Leur destin tumultueux les a portés vers ces contrées lointaines et méconnues au rythme des pérégrinations qui ont fait entrecroiser l'histoire du Maroc et du Vietnam au gré des aventures coloniales de l'occupant français à l'époque.
Ces Marocains qui ont fini par se faire adopter par le pays d'accueil, où ils se sont mariés avec des vietnamiennes, ont été installés par le leader charismatique vietnamien Ho chi Minh dans cette partie du pays, jusqu'à leur retour au Maroc, en 1972.
La porte "Bab Al Maghabriba" reste un témoin vivant de cette présence marocaine en terre vietnamienne. Elle servait de porte d'entrée du Kolkoze spécialisé dans l'élevage bovin dont s'occupaient les anciens combattants de l'armée française qui ont été faits prisonniers ou qui ont rallié les résistants vietnamiens.
Seuls "Bab Al Maghariba" et quelques dépendances qui servent d'habitations à des ruraux viétnamiens demeurent encore en l'état dans ce kolkoze, au milieu de plantations de maïs. La masse imposante du portail offre un paysage insolite au cÂœur de cette nature verdoyante, avec cette ressemblance frappante avec Bab Assoufara à Rabat ou Bab Boujloud à Fès.
Malgré les vicissitudes du temps et le délaissement dont il a pâti, après le départ du dernier soldat marocain en 1965, ce monument, assailli par la jungle, continue à défier le temps, symbolisant la présence marocaine dans ces lieux et les sacrifices consentis par les Marocains aux cô tés de leurs frères d'armes vietnamiens pour la cause de la liberté.
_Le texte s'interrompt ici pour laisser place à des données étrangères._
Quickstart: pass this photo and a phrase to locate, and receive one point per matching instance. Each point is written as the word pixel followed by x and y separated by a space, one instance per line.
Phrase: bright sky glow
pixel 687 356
Hussein Ferdani, un Marocain qui a à coeur la préservation de ce legs patrimonial, a déployé moult efforts pour sensibiliser les autorités locales à la conservation du site, et réussi à obtenir un financement modeste pour la restauration de l'édifice.
Pour comprendre les péripéties de cette aventure marocaine au Vietnam, il faut revenir au 2 décembre 1945, lorsque Ho Chi Min a annoncé à Hanoï, en présence de Bao Dai, dernier empereur vietnamien, la proclamation de la République démocratique du Vietnam, que la France coloniale a tout de suite rejetée, partant de sa vision d'une "Union Française" groupant dans le même giron ses possessions coloniales.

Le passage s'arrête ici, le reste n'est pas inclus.